Stevens to meet Finucane family on Monday

The Commissioner of the Metropolitan Police in Britain, Sir John Stevens, is to hold his first face-to-face meeting with the …

The Commissioner of the Metropolitan Police in Britain, Sir John Stevens, is to hold his first face-to-face meeting with the family of murdered Belfast solicitor Pat Finucane next week.

Mr Stevens has been investigating the murder of Mr Finucane in his north Belfast home in February 1989. Last year he concluded there was collusion between security forces and loyalist paramilitaries.

Mr Finucane's widow Geraldine confirmed the meeting will take place in Belfast next Monday. She said she would stress at it the need for an independent public inquiry rather than an investigation.

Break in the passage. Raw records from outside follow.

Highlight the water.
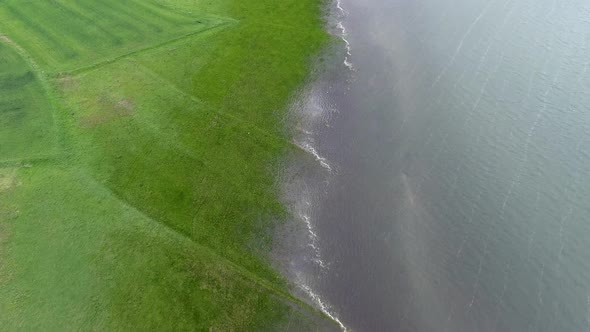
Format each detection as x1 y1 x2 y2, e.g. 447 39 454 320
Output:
279 0 590 331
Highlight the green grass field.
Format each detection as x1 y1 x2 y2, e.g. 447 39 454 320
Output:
0 0 331 330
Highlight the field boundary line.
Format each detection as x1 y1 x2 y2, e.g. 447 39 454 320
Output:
0 156 62 169
78 170 328 320
66 19 236 76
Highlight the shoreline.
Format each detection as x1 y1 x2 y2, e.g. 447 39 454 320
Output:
275 0 355 330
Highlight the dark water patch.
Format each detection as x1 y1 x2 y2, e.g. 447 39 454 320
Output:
283 0 590 330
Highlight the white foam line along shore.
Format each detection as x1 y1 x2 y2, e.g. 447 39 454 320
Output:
297 276 349 331
295 140 333 172
301 206 328 269
288 1 352 330
336 0 354 70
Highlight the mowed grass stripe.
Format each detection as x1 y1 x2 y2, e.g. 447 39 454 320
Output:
0 4 78 63
92 0 168 34
21 1 114 49
0 0 227 73
50 0 124 46
125 0 201 26
5 1 107 59
93 0 204 33
67 0 148 40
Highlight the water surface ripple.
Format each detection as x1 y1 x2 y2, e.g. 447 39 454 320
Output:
285 0 590 330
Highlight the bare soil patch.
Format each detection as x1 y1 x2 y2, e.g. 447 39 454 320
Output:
56 74 79 92
0 168 19 193
79 96 135 128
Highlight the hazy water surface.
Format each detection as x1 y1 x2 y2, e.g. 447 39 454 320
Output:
282 0 590 331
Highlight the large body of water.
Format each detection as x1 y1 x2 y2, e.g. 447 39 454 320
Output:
280 0 590 331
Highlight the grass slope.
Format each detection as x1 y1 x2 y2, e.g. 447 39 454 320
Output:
0 0 331 330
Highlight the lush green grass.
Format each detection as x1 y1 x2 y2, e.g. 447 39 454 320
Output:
0 0 331 330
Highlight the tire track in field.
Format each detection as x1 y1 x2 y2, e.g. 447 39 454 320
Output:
67 18 237 76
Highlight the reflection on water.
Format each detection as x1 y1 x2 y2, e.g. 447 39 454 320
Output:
281 0 590 331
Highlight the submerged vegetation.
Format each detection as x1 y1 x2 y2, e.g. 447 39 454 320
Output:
0 0 331 329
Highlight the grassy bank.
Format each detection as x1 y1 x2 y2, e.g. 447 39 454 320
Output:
0 0 331 330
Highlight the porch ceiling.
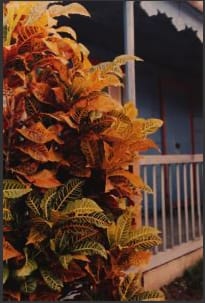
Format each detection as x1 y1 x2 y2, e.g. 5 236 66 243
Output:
58 1 202 77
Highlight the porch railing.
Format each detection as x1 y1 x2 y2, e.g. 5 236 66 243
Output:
139 154 203 256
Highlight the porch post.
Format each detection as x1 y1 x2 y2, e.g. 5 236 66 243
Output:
123 1 136 105
123 1 141 227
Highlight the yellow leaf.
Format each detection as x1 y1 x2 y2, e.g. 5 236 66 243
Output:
109 170 153 194
48 3 91 18
123 102 138 120
137 118 163 135
56 26 77 40
25 2 49 25
114 54 143 65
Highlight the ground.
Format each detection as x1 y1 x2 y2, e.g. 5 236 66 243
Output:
163 259 203 301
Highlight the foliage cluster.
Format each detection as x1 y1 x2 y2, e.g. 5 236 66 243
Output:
3 1 164 301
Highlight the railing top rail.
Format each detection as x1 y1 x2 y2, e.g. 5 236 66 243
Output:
139 154 203 165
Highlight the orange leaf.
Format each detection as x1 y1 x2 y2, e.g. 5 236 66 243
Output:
6 71 25 88
47 124 64 144
109 170 153 193
43 112 77 129
69 167 91 178
51 87 66 104
73 94 122 113
31 82 53 104
133 138 160 152
4 290 21 302
73 255 90 262
25 169 61 188
3 238 22 261
17 143 49 162
61 261 86 283
16 122 63 144
128 250 151 267
26 227 46 245
29 289 61 301
48 146 63 162
34 56 70 84
11 161 39 176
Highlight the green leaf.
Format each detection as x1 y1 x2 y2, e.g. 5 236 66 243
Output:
20 278 37 294
26 192 41 216
15 259 38 277
3 179 32 199
72 240 107 259
41 188 57 219
107 222 117 247
53 231 70 254
115 211 132 246
127 232 161 250
70 212 111 229
122 226 161 248
119 272 143 301
64 198 103 215
128 226 160 241
54 179 84 211
3 208 13 221
134 290 165 301
31 216 53 229
59 254 73 269
3 264 9 285
40 269 63 292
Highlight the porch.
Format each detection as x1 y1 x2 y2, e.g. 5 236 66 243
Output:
75 0 203 289
138 154 203 288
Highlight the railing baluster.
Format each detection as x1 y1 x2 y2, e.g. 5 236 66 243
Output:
168 165 174 247
161 165 167 251
190 163 196 239
138 154 202 256
196 163 202 237
143 166 149 226
183 163 189 242
176 164 182 244
152 165 158 253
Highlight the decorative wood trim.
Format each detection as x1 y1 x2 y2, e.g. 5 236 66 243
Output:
139 154 203 165
188 1 203 13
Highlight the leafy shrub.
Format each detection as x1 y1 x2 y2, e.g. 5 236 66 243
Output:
3 1 164 301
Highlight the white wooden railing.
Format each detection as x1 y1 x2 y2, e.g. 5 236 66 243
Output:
139 154 203 259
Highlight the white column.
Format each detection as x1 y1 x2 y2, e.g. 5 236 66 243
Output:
123 1 136 105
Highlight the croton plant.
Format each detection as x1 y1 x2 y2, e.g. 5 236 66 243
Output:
3 1 165 301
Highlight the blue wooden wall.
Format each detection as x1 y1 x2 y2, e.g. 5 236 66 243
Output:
135 62 202 213
135 62 202 155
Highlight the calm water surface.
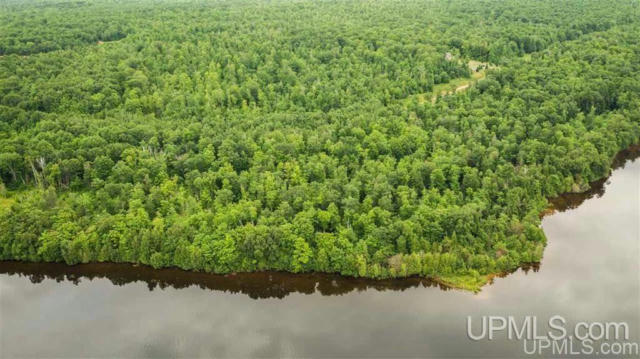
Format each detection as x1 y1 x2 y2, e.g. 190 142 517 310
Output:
1 153 639 358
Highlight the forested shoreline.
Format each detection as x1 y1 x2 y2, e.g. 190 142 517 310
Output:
1 0 639 290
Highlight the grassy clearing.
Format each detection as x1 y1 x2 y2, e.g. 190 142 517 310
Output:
437 273 491 292
0 197 14 213
408 60 495 105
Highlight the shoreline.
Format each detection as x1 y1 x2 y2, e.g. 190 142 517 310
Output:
1 142 639 294
470 141 640 291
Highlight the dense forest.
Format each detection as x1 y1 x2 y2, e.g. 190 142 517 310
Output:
1 0 639 290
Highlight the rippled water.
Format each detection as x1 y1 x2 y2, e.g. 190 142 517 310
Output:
1 150 638 358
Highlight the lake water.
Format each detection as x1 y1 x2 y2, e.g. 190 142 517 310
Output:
1 151 639 358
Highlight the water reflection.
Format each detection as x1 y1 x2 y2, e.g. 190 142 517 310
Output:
0 261 453 299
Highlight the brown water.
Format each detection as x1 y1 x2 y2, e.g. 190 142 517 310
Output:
1 151 639 358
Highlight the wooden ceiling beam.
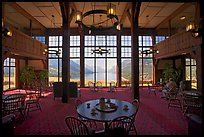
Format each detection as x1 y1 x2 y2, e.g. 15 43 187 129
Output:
9 2 46 31
120 3 131 25
60 2 72 24
155 3 192 29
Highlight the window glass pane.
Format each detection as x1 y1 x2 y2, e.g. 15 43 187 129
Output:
143 59 153 85
96 36 106 46
107 59 116 85
70 59 80 86
85 59 94 86
155 36 166 44
49 59 59 82
185 66 190 80
142 36 152 46
3 67 9 90
96 59 105 86
85 36 95 46
191 66 197 89
121 59 131 86
49 36 58 47
70 47 80 57
185 58 191 65
10 67 16 89
191 59 196 65
107 36 117 46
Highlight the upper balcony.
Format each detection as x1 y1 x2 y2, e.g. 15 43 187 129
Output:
154 30 202 59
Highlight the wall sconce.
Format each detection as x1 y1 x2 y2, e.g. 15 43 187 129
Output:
186 21 201 37
3 27 13 37
43 49 61 56
91 47 110 55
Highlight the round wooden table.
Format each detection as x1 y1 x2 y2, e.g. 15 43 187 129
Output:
77 98 137 131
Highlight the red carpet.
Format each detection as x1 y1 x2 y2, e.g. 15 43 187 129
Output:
5 87 188 135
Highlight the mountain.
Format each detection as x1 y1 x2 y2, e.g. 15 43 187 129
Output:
49 59 93 78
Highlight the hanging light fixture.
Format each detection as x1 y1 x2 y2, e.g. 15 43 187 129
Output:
75 2 120 33
186 21 196 32
75 11 82 23
140 48 159 56
43 48 61 56
91 47 110 55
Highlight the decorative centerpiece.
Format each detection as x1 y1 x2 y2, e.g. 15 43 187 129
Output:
95 97 117 112
99 97 106 109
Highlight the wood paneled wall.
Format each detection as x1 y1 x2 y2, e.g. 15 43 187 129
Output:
154 30 202 59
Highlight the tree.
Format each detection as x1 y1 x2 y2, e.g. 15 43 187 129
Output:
20 66 36 88
162 64 182 85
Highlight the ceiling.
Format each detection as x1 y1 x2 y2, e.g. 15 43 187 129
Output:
3 2 197 31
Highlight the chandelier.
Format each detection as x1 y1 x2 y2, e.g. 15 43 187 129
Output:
75 3 121 34
91 47 110 55
140 48 159 56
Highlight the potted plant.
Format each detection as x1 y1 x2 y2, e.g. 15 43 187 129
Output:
162 64 182 85
20 66 36 89
39 69 48 85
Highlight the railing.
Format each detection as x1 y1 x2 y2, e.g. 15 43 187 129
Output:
2 25 47 60
154 30 202 59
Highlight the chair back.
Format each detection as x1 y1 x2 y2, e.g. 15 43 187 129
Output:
75 99 82 109
65 116 91 135
3 94 26 115
107 116 134 135
131 99 140 114
88 81 94 87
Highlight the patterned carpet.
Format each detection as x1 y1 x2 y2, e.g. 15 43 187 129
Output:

She said: "My family will meet Commissioner Stevens to tell him that we do not want this investigation and that the prosecution of individuals is not our priority.

READ MORE

"We want the truth.

"The families have no input into a police investigation. It is carried out in secret. The family will have no input into any future trials."

The case for an inquiry into Mr Finucane's killing was the focus of a report by retired Canadian judge Peter Cory who also examined five other controversial killings during the Troubles.

Judge Cory handed in a report to the Dublin Government on two cases affecting the jurisdiction of the Republic and another to the British government on four cases.

Dublin published its report in December and ordered an inquiry into alleged collusion between the IRA and some gardai in the double murder of senior RUC officers Bob Buchanan and Harry Breen in 1989.

However, the British government has still not published its report on four murders - Mr Finucane's, Portadown Catholic Robert Hammill's in 1997, Loyalist Volunteer Force leader Billy Wright's in the Maze Prison in 1997 and Lurgan solicitor Rosemary Nelson in 1999.

Judge Cory contacted the Finucane, Nelson, Hamill and Wright families last month to inform them he had recommended inquiries into each case.